Sur la demande de dommages-intérêts pour résistance abusive
La condamnation à des dommages-intérêts relève du droit de la responsabilité civile pour faute au sens des dispositions de l’article 1240 du code civil. Elle suppose d’une part que soit caractérisée une faute et, d’autre part, que soit démontré un lien de causalité entre cette faute et le préjudice subi par la partie demanderesse.
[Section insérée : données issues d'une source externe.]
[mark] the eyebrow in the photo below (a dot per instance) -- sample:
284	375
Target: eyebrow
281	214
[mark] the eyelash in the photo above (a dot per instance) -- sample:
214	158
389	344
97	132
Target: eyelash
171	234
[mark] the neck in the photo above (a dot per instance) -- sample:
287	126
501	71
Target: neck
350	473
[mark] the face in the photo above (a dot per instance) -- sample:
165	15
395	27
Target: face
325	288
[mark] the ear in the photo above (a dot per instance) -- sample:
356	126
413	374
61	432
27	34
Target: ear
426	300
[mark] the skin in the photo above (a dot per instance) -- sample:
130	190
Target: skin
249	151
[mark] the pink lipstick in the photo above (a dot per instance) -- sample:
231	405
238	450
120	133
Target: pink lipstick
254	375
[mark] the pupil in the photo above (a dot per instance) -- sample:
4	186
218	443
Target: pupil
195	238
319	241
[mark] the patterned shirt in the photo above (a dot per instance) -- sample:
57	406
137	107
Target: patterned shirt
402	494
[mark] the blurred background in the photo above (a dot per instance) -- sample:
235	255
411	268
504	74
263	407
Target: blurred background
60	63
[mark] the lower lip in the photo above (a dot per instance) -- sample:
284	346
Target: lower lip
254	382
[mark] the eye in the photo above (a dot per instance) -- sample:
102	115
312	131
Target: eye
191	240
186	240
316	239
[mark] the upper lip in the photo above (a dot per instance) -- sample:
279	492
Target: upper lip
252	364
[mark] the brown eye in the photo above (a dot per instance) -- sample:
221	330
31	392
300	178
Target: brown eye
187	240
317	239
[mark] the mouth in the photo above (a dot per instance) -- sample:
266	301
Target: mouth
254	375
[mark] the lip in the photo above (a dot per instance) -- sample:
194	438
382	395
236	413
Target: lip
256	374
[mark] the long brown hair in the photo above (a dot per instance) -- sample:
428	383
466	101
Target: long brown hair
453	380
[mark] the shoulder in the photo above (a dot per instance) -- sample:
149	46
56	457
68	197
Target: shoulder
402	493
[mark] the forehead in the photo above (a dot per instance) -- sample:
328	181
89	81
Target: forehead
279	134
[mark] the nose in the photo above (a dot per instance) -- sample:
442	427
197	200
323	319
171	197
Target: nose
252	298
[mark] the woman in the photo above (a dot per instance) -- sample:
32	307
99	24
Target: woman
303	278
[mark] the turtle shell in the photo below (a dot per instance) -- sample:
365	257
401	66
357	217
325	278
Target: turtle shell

Ce préjudice doit être différent de l’indemnité de procédure réclamée sur le fondement de l’article 700 du code de procédure civile.
En l’espèce, Monsieur [T] [K] étant déboutée de sa demande principale, sa demande subséquente de dommages-intérêts pour résistance abusive de l’assureur ne saurait prospérer.
Il sera donc débouté de sa demande.
Sur les demandes accessoires
Monsieur [T] [K] succombant, il sera condamné à supporter l’intégralité des dépens en application de l’article 696 du code de procédure civile.
L’équité commande qu’il ne soit pas fait application de l’article 700 du code de procédure civile.
Les parties seront déboutées de leurs demandes à ce titre.
Il est rappelé qu’en application de l’article 514 du code de procédure civile le présent jugement est de droit exécutoire à titre provisoire.
PAR CES MOTIFS
Le tribunal, statuant par jugement contradictoire et en premier ressort, mis à disposition au greffe :
DEBOUTE Monsieur [T] [K] de l’ensemble de ses demandes ;
DEBOUTE les parties de leurs demandes au titre de l’article 700 du code de procédure civile ;
CONDAMNE Monsieur [T] [K] aux entiers dépens de l’instance ;
REJETTE toute autre demande différente, plus ample ou contraire ;
RAPPELLE que l’exécution provisoire de la présente décision est de droit ;
Ainsi jugé et prononcé par jugement signé les jour, mois et an susdits par la présidente et le greffier susnommés et mis à disposition au greffe.